Simpson's Paradox and the Accuracy-Fluency Tradeoff in Translation
Zheng Wei Lim, Ekaterina Vylomova, Trevor Cohn, Charles Kemp
TL;DR
This work tackles the problem of how to reconcile translation accuracy and fluency. It introduces a formal framing with $\\text{accuracy}_M=\\log p(\\boldsymbol{x}|\\boldsymbol{y})$ and $\\text{fluency}_M=\\log p(\\boldsymbol{y})$, and demonstrates that Simpson's paradox yields a positive corpus-level association despite segment-level tradeoffs. The authors validate the paradox through theoretical formulation, Gaussian-simulated toy data, and empirical analyses of human and machine translations across CRITT, RLTC, MTMQM using a single NMT model to estimate the required probabilities, with an alternative verification using the M2M100 model in the appendix. The findings motivate segment-level evaluation and suggest balancing accuracy and fluency via noisy-channel objectives, with implications for both quality assessment protocols and MT system design.
Abstract
A good translation should be faithful to the source and should respect the norms of the target language. We address a theoretical puzzle about the relationship between these objectives. On one hand, intuition and some prior work suggest that accuracy and fluency should trade off against each other, and that capturing every detail of the source can only be achieved at the cost of fluency.
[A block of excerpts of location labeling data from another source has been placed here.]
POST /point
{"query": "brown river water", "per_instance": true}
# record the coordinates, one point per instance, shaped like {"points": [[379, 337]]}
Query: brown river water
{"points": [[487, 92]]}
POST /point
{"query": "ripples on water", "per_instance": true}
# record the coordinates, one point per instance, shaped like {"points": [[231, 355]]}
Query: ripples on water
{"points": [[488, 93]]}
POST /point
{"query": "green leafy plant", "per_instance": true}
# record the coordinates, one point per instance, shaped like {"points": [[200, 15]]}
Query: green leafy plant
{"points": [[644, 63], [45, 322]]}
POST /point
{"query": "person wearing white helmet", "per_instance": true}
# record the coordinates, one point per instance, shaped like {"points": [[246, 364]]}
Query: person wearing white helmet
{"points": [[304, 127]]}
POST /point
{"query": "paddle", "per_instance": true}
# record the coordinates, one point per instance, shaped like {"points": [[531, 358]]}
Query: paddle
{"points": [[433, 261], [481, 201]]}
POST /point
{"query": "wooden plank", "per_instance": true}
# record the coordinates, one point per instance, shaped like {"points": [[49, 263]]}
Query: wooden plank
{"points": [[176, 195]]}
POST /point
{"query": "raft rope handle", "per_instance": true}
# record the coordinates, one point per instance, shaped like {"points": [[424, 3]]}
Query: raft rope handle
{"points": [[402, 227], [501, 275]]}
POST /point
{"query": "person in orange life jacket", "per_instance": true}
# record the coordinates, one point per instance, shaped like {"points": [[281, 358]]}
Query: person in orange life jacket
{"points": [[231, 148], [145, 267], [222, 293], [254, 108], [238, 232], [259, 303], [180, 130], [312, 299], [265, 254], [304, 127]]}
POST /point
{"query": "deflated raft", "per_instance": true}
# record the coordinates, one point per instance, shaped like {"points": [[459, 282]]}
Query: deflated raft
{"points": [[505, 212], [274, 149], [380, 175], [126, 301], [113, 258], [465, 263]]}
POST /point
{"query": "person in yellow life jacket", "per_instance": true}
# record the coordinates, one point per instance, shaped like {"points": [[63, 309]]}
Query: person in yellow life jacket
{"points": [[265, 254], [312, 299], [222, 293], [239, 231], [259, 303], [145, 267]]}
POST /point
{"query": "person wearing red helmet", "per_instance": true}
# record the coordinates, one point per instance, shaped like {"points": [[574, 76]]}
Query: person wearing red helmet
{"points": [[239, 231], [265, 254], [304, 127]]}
On the other hand, quality assessment researchers often suggest that accuracy and fluency are highly correlated and difficult for human raters to distinguish (Callison-Burch et al., 2007). We show that the tension between these views is an instance of Simpson's paradox, and that accuracy and fluency are positively correlated at the level of the corpus but trade off at the level of individual source segments. We further suggest that the relationship between accuracy and fluency is best evaluated at the segment (or sentence) level, and that the trade off between these dimensions has implications both for assessing translation quality and developing improved MT systems.